GPL Brazil Hints at Regional, Tiered Future for League

Global Poker League

The Global Poker League looks ready to go all in on a regional model.

Just a few weeks after details began emerging about GPL India, and GPL China raised the curtains on its inaugural season, a new regional league has been teased. GPL Brazil looks like it will be a thing as well, as a link to the upcoming league has appeared on the main GPL website.

Nothing of substance has been announced or is available behind the link, which simply leads to a GPL Brazil landing page that features a picture of a celebrating Thiago Nishijima and the caption "Vamooo!"

The pseudo-announcement of the league came with a complete website redesign that included new logos and branding for all of the affiliated leagues.

Continuing on the Regional Course

According to Poker Industry Pro, Brazil was second only to Russia ($) in terms of GPL Season 1 audience size.

The formations of GPL China and GPL India hinted that the GPL was going to go in a different direction after Season 1 of Alex Dreyfus' ambitious undertaking, which sought to marry poker with esports elements to turn it into a viewer-friendly spectacle, proved to be a mixed bag of successes and failures.

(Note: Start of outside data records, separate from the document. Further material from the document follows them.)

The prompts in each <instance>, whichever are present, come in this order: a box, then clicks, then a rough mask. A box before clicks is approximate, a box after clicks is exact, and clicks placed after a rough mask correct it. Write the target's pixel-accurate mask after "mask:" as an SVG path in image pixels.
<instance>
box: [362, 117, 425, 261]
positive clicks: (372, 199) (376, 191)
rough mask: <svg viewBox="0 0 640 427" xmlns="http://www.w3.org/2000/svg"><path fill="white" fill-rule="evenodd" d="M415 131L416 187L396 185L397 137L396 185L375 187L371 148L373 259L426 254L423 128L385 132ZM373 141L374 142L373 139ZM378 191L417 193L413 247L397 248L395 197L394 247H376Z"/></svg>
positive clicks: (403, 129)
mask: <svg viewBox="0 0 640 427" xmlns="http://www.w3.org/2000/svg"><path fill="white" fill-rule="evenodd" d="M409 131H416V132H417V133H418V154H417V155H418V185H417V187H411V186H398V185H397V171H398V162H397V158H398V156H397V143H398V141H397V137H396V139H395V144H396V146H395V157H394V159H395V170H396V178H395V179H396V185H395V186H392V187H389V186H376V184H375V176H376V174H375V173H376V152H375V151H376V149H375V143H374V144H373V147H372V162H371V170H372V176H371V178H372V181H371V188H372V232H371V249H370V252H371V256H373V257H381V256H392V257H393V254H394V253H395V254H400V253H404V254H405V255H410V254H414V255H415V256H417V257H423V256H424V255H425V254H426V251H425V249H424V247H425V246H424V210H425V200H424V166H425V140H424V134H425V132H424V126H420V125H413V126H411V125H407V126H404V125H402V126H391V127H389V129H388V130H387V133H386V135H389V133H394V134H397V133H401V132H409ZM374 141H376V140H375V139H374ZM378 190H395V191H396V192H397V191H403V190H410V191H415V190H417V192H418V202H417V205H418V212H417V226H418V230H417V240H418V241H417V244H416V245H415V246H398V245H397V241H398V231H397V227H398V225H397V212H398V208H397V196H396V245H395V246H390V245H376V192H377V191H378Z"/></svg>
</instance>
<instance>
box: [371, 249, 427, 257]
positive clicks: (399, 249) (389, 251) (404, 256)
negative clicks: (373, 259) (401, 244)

"We decided to revamp our GPL Season 2 approach," Dreyfus told PokerNews last month. "We didn't want to come back after two months with the exact same concept. We believe we need to change, adapt and embrace more innovation."

Season 1 of the GPL featured some elements of localized interest. Look no further than Brazil's own team, the Sao Paulo Mets, where the roster featured the likes of Nishijima, Joao Simao, Felipe Ramos, and Joao Bauer in addition to manager Andre Akkari. One of the league's aims was to foster local fanbases, so many managers, Akkari included, felt it prudent to populate their rosters with local stars in addition to easily-recognizable superstars like the Byron Kavermans of the world.

It seems GPL decision-makers are pushing all in on that regional concept at this time with three regional leagues now set up, all in burgeoning poker markets that could help fuel future growth in the game.

Bigger Picture Still Murky

The GPL China and GPL India models call for local teams of players to try to win their way into the regional league via live qualifiers. Presumably, GPL Brazil will follow the same format.

Beyond that, there exists a vague outline of a World Championship at some future date, with the regional leagues likely serving as satellites of sorts into the major competition.

"GPL India will not exist in a vacuum," the company announced in its initial press reveal. "The winners of the league’s first season will be invited to compete against the toughest GPL teams from around the world in the GPL association’s over-arching World Championships."

What will those World Championships look like? Will teams and players from GPL Season 1 have any role in them, considering everyone signed on for two years with the initial contracts?

Details remain scant along that front, though a couple of links on the new GPL website provide small clues that something is at least in the planning stages. While GPL China, GPL India and GPL Brazil are all linked under a subhead of "Regional Leagues," another subhead touts "Major Leagues." There, the company provides links to "GPL Season 2" and "All-Star 2018."

Again, there's nothing of substance to be found behind either link. However, Dreyfus did tell PokerNews that more information would be released in the coming weeks, so it's safe to assume some of that info will concern the Major Leagues while possibly ironing out exactly how everything is going to fit together.

  • GPL China. GPL India. Now, GPL Brazil. The new, regional GPL model is becoming a reality.